Feb 27, 2020
Brendan Davis is a writer-director-producer working internationally in film & TV. He began his entertainment career in Atlanta in 1990, moved to Los Angeles in 2002, and has split his time between Beijing and Los Angeles since 2013. In December 2019, Davis was recognized for his cross-cultural leadership by being appointed to serve as a Distinguished Special Foreign Expert with the Beijing Global Talent Exchange Association. His appointment as an advisor runs through 2024.
“Pick your battles carefully. Set yourself up for success as much as possible.”
In 2013/14, China was wide open to foreign investment co-productions trying to work with other treaty partners. One of the countries the Chinese were the keenest to work with was New Zealand. Brendan happened to have two partners in New Zealand and a Chinese partner in Los Angeles. The partners had been working on a project together for a while now. He figured that this project would be a good co-production with China. And so he decided to explore this international partnership.
The project was initially developed as a Western New Zealand Hollywood type of project. So the first step was to change the script to fit the co-production requirements of New Zealand and China. Due to cultural differences, censorship, and sensitivities in China, they had to re-examine and rebuild the whole story and characters.
For the project to receive the co-production incentives, Brendan had to find a Chinese financier. Through former colleagues and his Chinese partner, he found someone who fit the bill. The gentleman was a second-generation wealthy guy in China and a Vice President of a big studio film finance entity. He was one of the guys deciding where to spend money. The gentleman had been rewarded for his success so far, with a few 50% government investments in a new firm all his own to develop and produce projects. So he was just getting going with this new company when Brendan and his project came along. And it seemed like they were the answer to each other’s dreams.
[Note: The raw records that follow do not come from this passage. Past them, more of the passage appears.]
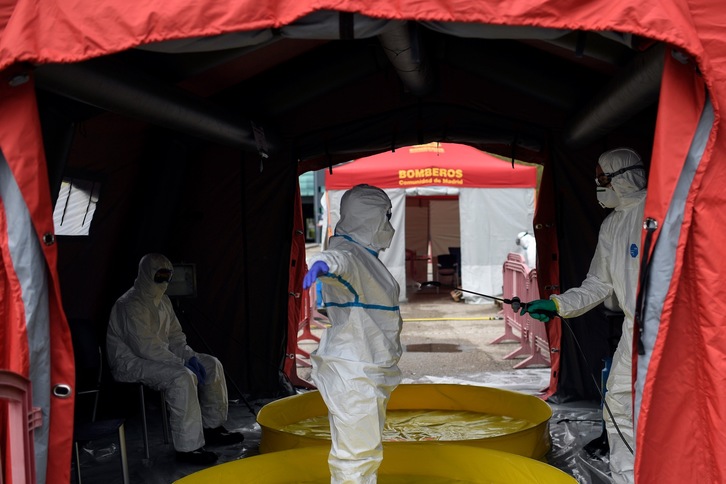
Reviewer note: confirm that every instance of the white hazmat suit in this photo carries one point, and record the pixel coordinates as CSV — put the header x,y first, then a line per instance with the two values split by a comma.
x,y
356,364
614,270
146,344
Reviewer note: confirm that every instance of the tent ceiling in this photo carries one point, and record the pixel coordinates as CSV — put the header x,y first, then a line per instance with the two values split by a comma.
x,y
337,86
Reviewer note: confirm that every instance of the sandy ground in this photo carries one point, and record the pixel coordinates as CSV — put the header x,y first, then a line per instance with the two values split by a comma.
x,y
441,337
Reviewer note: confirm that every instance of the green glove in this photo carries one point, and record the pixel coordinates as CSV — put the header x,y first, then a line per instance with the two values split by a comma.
x,y
540,309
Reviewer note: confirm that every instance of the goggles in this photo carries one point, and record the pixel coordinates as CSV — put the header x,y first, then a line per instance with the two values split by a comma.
x,y
604,179
163,275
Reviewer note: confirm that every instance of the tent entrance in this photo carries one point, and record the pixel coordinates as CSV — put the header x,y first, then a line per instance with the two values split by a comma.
x,y
432,227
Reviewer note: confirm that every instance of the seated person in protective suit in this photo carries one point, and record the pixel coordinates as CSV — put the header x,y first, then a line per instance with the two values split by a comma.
x,y
146,344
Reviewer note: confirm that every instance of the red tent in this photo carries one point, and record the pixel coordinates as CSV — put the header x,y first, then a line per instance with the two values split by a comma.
x,y
680,379
436,164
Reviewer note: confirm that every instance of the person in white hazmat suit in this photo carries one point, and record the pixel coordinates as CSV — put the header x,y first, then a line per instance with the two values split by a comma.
x,y
355,367
145,344
621,182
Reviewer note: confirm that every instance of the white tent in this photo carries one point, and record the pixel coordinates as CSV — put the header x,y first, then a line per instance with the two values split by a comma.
x,y
472,200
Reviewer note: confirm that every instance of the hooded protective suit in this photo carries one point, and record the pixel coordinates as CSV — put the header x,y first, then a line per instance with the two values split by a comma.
x,y
356,364
614,270
145,343
527,242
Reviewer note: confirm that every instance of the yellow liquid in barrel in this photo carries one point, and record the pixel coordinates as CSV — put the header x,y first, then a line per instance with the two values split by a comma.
x,y
425,425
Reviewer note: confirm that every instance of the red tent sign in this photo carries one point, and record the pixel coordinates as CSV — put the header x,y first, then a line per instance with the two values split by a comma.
x,y
433,164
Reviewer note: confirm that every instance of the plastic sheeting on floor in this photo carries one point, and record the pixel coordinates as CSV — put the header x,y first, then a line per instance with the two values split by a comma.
x,y
571,427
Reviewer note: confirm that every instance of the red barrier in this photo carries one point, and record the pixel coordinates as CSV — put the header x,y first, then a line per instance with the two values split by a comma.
x,y
21,420
309,316
520,281
539,346
514,284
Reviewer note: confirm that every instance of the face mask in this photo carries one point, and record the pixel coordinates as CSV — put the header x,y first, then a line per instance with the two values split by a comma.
x,y
607,197
384,236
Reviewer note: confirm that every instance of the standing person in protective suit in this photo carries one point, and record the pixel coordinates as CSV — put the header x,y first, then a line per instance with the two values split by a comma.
x,y
356,364
145,344
621,181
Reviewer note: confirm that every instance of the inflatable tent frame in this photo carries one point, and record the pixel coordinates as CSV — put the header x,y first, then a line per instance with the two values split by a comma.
x,y
679,384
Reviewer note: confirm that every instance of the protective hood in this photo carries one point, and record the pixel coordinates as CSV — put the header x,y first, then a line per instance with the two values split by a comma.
x,y
524,239
364,217
626,185
144,283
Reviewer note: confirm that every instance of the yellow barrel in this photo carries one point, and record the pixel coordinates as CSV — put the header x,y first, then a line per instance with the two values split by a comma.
x,y
532,441
416,463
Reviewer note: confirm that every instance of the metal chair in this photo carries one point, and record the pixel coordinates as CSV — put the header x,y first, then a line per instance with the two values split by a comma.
x,y
447,266
89,373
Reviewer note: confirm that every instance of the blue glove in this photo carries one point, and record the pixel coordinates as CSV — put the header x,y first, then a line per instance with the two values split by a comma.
x,y
318,269
196,366
540,309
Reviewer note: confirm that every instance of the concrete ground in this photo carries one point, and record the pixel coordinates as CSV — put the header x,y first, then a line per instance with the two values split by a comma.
x,y
444,342
443,338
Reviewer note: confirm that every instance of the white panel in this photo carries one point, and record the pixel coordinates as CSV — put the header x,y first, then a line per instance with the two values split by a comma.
x,y
394,258
490,221
417,240
444,216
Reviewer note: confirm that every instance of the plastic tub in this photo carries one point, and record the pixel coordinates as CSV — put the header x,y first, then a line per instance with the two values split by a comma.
x,y
416,463
531,440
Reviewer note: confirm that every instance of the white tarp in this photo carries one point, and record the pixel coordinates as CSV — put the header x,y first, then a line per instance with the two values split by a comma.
x,y
486,229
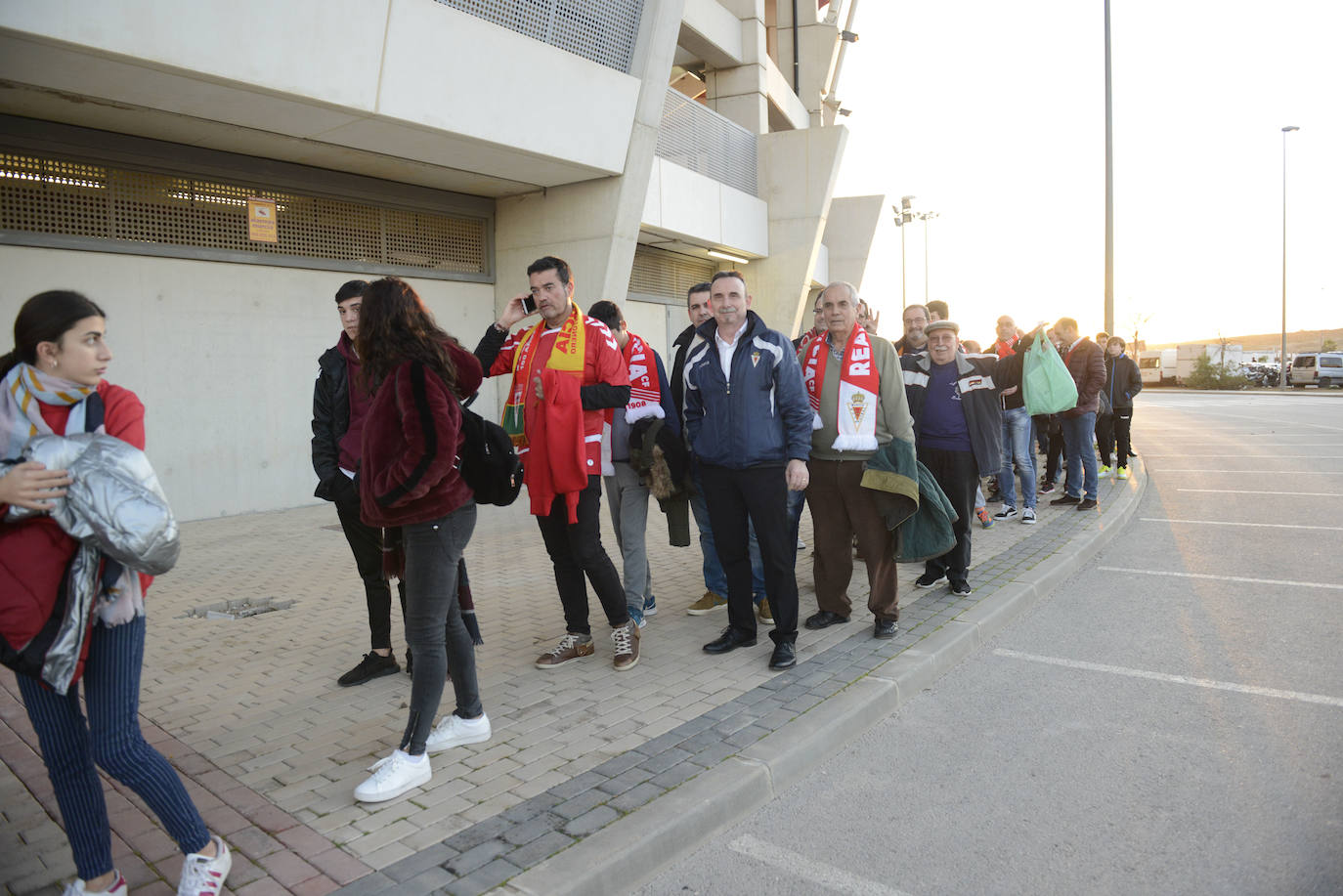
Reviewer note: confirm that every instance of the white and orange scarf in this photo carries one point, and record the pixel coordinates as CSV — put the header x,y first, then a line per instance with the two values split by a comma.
x,y
858,383
567,357
645,389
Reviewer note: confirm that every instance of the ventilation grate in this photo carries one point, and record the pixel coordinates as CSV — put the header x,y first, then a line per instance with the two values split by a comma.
x,y
51,195
603,31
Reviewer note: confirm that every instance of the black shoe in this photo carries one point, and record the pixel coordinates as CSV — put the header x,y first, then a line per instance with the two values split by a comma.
x,y
729,640
930,579
825,619
370,666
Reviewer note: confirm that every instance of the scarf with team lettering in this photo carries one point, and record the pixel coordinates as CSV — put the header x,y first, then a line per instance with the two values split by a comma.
x,y
567,357
645,390
858,384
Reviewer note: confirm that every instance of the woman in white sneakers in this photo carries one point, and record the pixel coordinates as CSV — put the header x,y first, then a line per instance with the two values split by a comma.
x,y
54,384
409,480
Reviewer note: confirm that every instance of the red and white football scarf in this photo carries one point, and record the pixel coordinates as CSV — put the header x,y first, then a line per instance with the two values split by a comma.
x,y
645,390
858,383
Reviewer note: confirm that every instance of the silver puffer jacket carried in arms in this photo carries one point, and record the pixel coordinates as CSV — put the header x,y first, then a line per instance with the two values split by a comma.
x,y
113,506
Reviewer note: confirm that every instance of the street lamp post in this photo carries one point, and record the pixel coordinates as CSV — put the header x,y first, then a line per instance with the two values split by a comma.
x,y
1282,383
924,217
904,214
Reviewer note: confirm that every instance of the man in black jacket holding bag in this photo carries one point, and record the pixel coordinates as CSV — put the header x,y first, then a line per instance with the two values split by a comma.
x,y
338,411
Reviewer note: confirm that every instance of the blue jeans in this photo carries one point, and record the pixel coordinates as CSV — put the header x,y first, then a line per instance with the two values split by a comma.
x,y
110,738
1081,455
715,579
1017,454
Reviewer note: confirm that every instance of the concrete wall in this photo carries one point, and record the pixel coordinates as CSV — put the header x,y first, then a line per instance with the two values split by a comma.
x,y
223,358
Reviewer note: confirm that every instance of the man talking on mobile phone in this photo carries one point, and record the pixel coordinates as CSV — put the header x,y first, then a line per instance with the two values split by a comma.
x,y
567,369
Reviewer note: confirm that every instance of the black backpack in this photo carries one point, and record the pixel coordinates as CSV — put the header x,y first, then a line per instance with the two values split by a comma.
x,y
488,461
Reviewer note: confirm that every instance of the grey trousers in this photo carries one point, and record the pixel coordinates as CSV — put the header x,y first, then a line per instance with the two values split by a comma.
x,y
628,500
434,626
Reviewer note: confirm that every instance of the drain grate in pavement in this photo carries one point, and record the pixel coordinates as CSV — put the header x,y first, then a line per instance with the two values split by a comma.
x,y
237,609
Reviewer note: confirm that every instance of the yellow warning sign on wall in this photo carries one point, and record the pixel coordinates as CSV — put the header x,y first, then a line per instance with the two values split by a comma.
x,y
261,221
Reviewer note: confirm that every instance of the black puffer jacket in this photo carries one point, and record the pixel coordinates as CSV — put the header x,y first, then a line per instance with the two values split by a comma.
x,y
330,419
1123,380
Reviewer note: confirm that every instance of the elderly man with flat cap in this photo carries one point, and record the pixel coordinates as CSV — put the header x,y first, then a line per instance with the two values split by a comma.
x,y
958,432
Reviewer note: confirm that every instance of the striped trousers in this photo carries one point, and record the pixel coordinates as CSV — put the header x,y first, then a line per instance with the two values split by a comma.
x,y
110,738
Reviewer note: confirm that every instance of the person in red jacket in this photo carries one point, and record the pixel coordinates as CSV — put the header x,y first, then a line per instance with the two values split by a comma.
x,y
567,369
409,479
54,384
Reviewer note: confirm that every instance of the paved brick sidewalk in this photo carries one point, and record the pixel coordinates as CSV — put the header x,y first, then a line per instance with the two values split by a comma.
x,y
272,748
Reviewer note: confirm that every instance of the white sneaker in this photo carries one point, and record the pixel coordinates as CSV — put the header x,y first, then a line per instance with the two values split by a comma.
x,y
455,731
392,777
78,888
204,875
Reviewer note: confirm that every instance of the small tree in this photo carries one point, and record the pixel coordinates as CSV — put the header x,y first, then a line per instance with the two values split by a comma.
x,y
1216,376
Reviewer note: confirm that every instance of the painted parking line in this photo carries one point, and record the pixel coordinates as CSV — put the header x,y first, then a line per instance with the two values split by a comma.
x,y
1310,494
1225,577
821,874
1160,469
1182,680
1260,526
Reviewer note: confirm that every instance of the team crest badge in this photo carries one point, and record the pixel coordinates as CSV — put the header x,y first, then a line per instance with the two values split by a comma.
x,y
857,407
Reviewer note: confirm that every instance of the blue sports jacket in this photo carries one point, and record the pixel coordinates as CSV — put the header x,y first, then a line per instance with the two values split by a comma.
x,y
761,415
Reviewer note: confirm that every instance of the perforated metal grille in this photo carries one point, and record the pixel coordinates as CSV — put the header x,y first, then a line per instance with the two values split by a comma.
x,y
696,137
667,275
603,31
51,195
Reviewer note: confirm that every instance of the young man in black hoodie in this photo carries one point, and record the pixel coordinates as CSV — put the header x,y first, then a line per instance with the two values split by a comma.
x,y
338,411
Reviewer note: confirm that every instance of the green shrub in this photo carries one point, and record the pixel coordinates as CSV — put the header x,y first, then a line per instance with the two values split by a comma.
x,y
1216,376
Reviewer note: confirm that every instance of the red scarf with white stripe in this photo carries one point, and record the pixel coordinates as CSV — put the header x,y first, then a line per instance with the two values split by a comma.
x,y
645,390
855,416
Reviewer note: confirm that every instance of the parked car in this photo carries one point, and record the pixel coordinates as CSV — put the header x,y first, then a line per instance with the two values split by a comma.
x,y
1318,368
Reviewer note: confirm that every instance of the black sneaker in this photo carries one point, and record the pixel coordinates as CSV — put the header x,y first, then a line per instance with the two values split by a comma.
x,y
370,666
930,579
Because Brendan at the time barely spoke any Chinese and the gentleman spoke zero English, they each got an interpreter. Brendan and his team went to Beijing, met him, liked each other, and things got onto a great start. The gentleman had very fancy offices. He was seemingly very rich and powerful. Everything about him validated that he would be the guy to do this. He even gave them a suite of offices in his fancy custom design, new headquarters building.
The business plan seemed to be coming together very smoothly. After a couple of back and forth trips between Beijing and LA, and discussions, they signed a deal that detailed everything about how Brendan and his team were supposed to operate, and it also spelled out exactly what the financier was committing to do as the executive producer and a financier.
As Brendan and his partner were preparing to leave China to start pre-production, the gentleman told them that they would appear at the 2014 Beijing Film Festival to make the big announcement of their partnership together. The gentleman built for his company a very fancy booth. They did dozens of interviews in English and Chinese, took many photos, and told many stories. There were about 80 photographers at their press conference. It was a pretty big public deal.
But the troubles started immediately after that press conference. They were sitting at their booth just catching their breath when this angry, short little woman who they’d never met, never heard of, and had no idea who she was appeared out of nowhere. She introduced herself as a friend of the gentleman. She was freaking out and grilling Brendan with creative issues she had with the story. Brendan was shocked to learn that this stranger knew all these delicate details of their business. It turned out; she was meant to buy the gentleman time to get his act together.
It turns out that the gentleman’s father, from where his power and wealth is derived, got caught up in a corruption scandal. He lost his influence in his high position and was likely going to go to jail. All this mess was trickling down to the son who was about to lose everything. He was desperately covering it as fast as he could.
The gentleman could no longer afford to finance the project, and just like that, the project died an abrupt death. He kept Brendan and his team completely in the dark about the true nature of the situation for over six months. Had they known this, they would have pivoted to somebody else and probably salvaged the project.
Cultural differences are very real around the world. Business deals and contracts could have completely different meanings from what you’re used to. So, understand the cultural differences first before you sign any deal.
The best way to apply foreign risk management is to only work with people with whom you can have trust and full, clear communication.
Some deals can be too complex for you to handle. If that’s the case, never be afraid to walk away from such deals.
A lot could be happening behind the scenes without your knowledge unless you’re working with someone you know and trust. People will always try to put on their best face when making a deal. Never believe they’re truly genuine until the money is in the bank.
Don’t be afraid to investigate your intended investment, because you never know what’s going on behind the scenes.
Develop empathy for the people you’re working with. Make sure that you truly have a clear understanding of where your other party in the deal is coming from, and then tailor your strategy accordingly. Continue to be empathetic, keep your eyes and ears open, and see how they react as things develop.
Brendan’s goal for the next 12 months is to make his current feature film project called My Favorite Season, which is set in the world of Paris Fashion and then settle in what he hopes to be his new home in Auckland, New Zealand.